Yeniden yüzünü yola çevirirken güzel dudaklarında yarım bir tebessüm belirdi. Bu güzel görüntüye gülümsememek için yanaklarımın içini ısırıyordum. Bu adam, güzeldi.

"Kirpiklerimi öpmek istediğini biliyorum."

"Nereden?" Göğsümde hali hazırda bir bomba vardı sanki, saydığı saniyelerin seslerini kalbimin ritmiyle birlikte duyuyordum. Az sonra kalbim ağzımdan çıkıp avuçlarımda atacak gibiydi. Ben dün neler yapmıştım, biri bana baştan sona anlatabilir miydi?

"Dün gece söyledin ve öpmek için izin istedin."

"İzin vermediğini söyle bana," dedim tırnaklarımı avcuma batırarak. "Öpmedim değil mi?"
Sorumu cevapsız bırakıp telefonuna uzandı ve kilit ekranını açıp telefonu kucağıma bıraktı. "Cevapsız aramaları okusana bana."

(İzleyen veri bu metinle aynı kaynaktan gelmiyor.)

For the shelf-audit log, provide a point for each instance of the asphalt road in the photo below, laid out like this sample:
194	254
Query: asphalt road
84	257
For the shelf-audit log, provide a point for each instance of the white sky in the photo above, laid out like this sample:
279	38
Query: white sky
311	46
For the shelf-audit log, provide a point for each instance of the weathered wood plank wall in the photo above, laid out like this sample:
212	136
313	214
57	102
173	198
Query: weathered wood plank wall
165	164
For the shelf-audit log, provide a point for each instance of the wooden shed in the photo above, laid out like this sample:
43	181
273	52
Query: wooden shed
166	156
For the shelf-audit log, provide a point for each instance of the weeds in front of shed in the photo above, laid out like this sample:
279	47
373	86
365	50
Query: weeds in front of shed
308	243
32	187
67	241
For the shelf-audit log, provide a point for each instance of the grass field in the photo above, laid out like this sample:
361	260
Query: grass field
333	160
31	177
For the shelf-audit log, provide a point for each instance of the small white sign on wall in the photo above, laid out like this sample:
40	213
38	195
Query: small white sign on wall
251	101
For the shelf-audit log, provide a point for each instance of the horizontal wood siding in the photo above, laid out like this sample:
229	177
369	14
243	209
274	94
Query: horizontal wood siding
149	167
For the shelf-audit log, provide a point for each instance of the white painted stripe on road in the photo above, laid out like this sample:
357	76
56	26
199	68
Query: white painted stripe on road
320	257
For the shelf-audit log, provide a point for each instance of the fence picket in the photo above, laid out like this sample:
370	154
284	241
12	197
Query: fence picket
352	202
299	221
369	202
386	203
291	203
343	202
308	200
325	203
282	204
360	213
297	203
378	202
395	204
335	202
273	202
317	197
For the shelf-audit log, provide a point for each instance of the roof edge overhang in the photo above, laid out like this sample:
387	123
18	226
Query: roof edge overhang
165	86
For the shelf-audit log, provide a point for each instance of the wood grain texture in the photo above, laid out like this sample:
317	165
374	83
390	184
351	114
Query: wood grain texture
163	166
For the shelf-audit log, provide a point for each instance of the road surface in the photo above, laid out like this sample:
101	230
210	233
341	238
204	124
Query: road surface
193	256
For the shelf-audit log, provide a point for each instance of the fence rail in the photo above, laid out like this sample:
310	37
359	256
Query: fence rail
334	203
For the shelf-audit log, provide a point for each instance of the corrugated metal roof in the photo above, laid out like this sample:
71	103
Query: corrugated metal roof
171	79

"Batuhan Soytürk iki kez, Beyza Parlak ise üç kez aramış dün gece. Sabah dörtte ise Özge Sağlam ve Annen aramış bir kez."

"İkisi de dörtte mi aramış?"

"Hayır annen saat 7 gibi aramış."

"Özge'yi ara."

"Araba kullanıyorsun," dedim kaşlarımı kaldırarak. "Canımı yolda bulmadım ben inince ararsın."

"Ara, korkma ölmeyeceğiz."

"Emrin olur," dedim koyu tonlu bir sinirle. "Rica etmeyi öğren."

"Gerek olmadığını biliyorsun, kibar insanlar değiliz."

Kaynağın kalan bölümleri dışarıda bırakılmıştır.